Because the more knowledge, not I get, but God gives me, the more humility I have to realize, wow, this is who God is like. I’m unworthy to know Him. I’m unworthy to know anything about Him. And He keeps loving me and He keeps showing more of Himself to me. So who am I to go out and treat somebody like I’m superior when everything that I have in my hands has been given to me as a gift? My growth in knowledge of God, it drives me deeper in humility to love other people with the knowledge and love of God. The love of God that I have been given. That’s how you can know, am I really growing up in saving knowledge or do I think I’m awesome because I’ve read more of the Bible and I’ve been in the church longer and I know how to deal with people more and I know how to think better. Paul’s saying that’s not Christian love. He’s saying get down to the place where Jesus is and do what? Consider other people more significant than yourself.
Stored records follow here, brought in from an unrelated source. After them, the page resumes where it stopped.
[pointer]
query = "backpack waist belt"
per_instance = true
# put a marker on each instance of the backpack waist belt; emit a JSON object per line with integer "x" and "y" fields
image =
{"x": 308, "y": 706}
So if you want to love well, love like Christ.

If you want to love well, know Christ and be known by Christ. And then you will be like Christ in the way that you love other people. Treasure the knowledge of the gospel. Watch out for the dangers of it because like, you know, I think even when you’re a mature Christian, like until you’re dead, like that old prideful man’s going to be like, hey, you know, you’re a lot smarter than most people in this room. Like, hey, you’ve thought this issue before. Like you’re sitting there in Bible study and no one had the answer and like you pulled out some random answer from the Old Testament. I was like, wow, how did he know that? And like you go home, like feeling really good about yourself. Like we’re so ready and willing to like look in a mirror and say like, you are awesome. You are so awesome.

But the gospel drops us all to say, Jesus is awesome. And man, he let me know him and he’s letting me grow in him. And he’s just calling me to just kind of share that with everybody else. And I go, go out of my way to die more to me so more people can know and more people can grow in Jesus. And that’s the best thing that we can do with our lives. Amen. All right. There is no improvement in us

that won’t be to the welfare of everyone else around us. There’s no improvement that God will do in you that will be to the hurt of those around you. So let us continue to grow up in Jesus. Other people can grow up in Jesus around us. All right. Okay, let’s pray.
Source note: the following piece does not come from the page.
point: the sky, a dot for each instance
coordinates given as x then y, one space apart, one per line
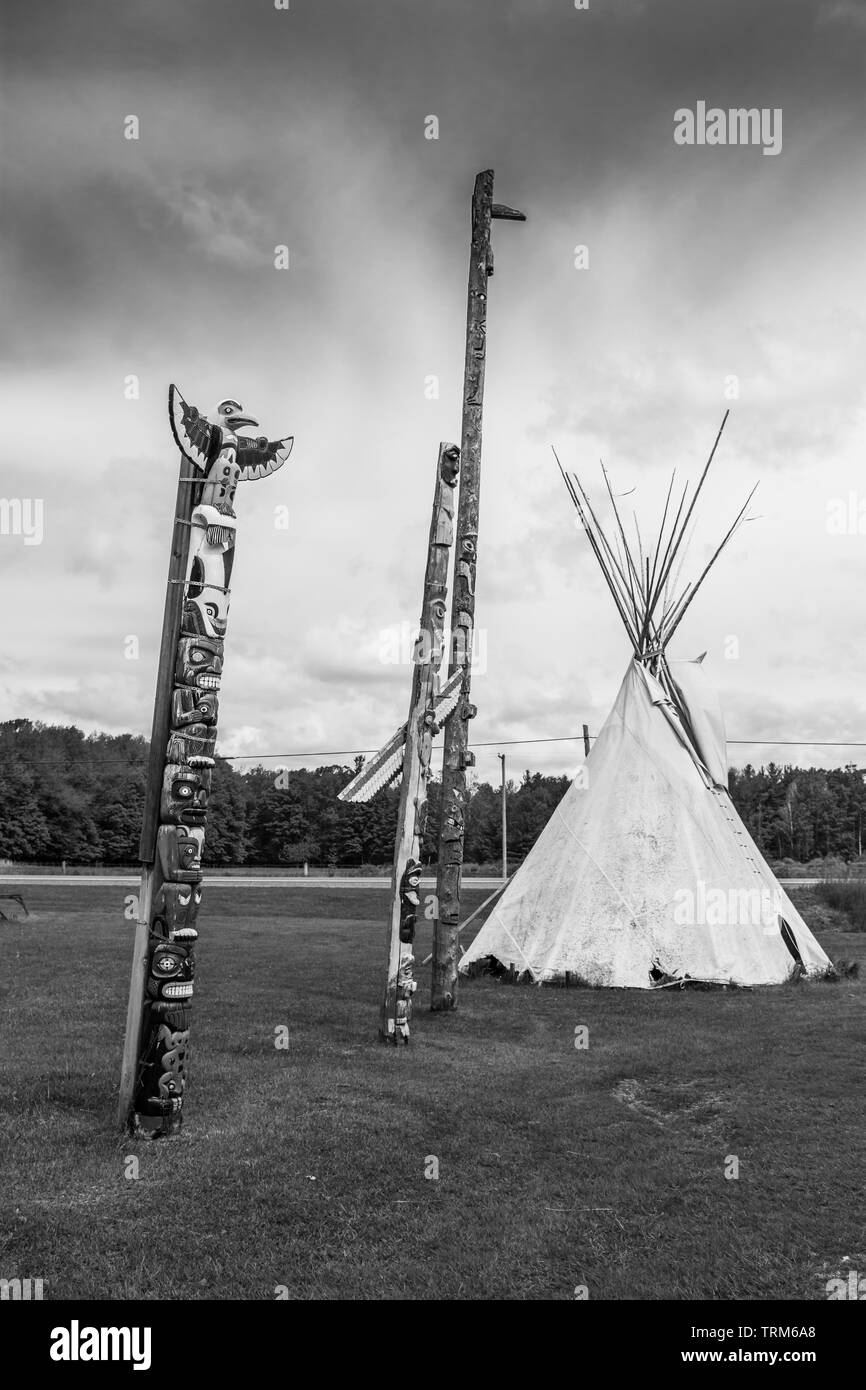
717 277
Father, as we consider this word, we just think about

how often we just don’t love people well.

We think about how prone we are to think of self, how prone we are to consider our own wants, our own rights, our own desires.
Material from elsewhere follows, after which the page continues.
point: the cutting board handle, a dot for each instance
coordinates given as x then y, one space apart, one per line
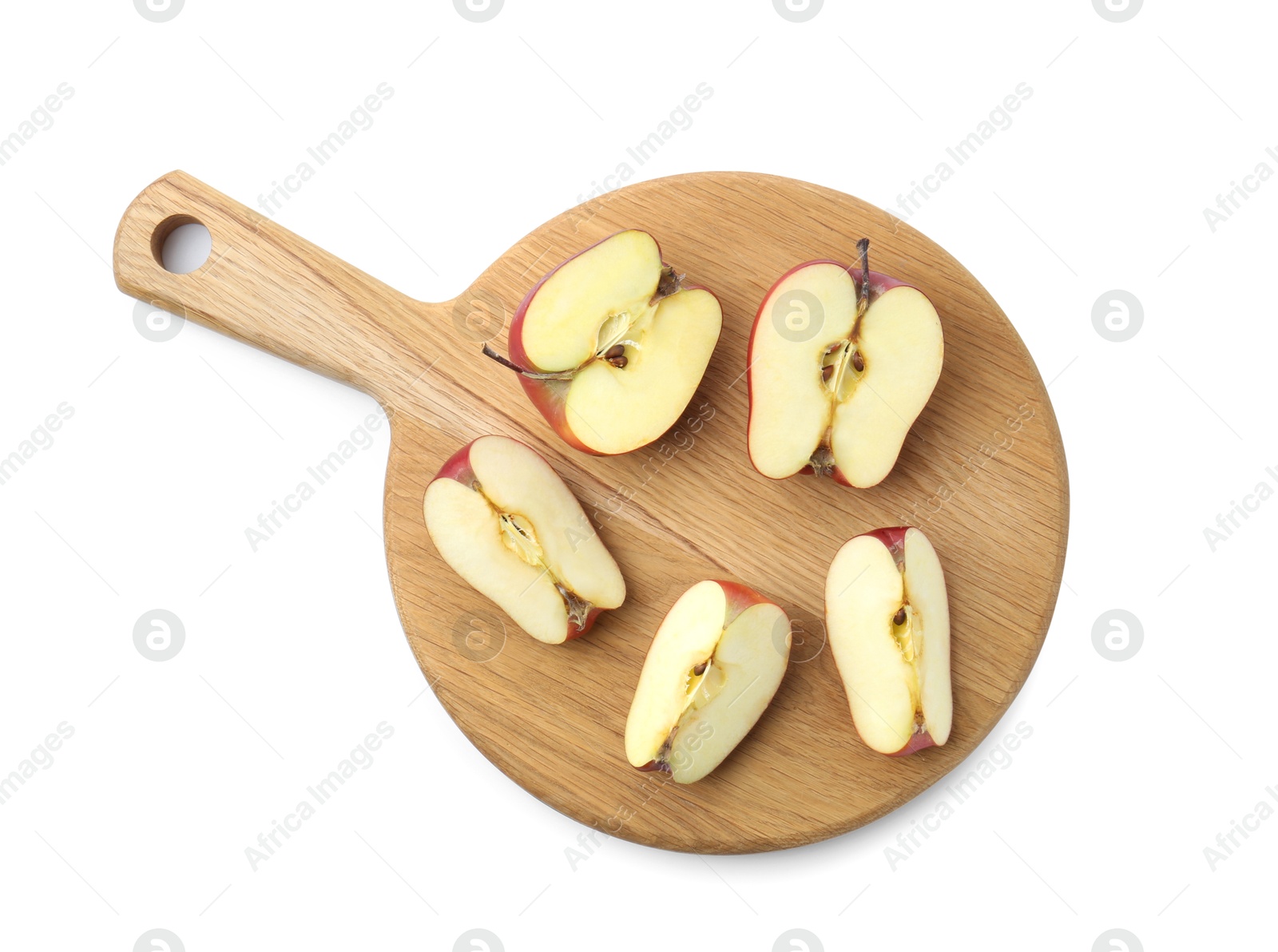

Jesus, we just pray that we would just have a life and have a just crystal clear vision of you on a cross. You who know all, you who are Lord of all, there bleeding and suffering and dying for ignorant sinners like us. There you are hanging to show us that your way is love. It’s not domination.

You have shown us that glory is found in knowing you and being shaped by you. That’s where glory and that’s where life and that’s where true purpose and meaning is, is just being shaped by you, Jesus. So Lord, help us cast down the idols in our hearts. Help us cast down, Lord, our own pride that drives us to put ourselves on the throne of our lives, Lord, to be so concerned and worried for us. And Lord, let us with the love of Christ love one another well. Because Lord, we know when we love one another well, your word says that the world will know that we belong to you, Lord. So let us reach the world with the love and the truth of the gospel that’s found only in Jesus.

We pray all that in Christ’s name. Amen.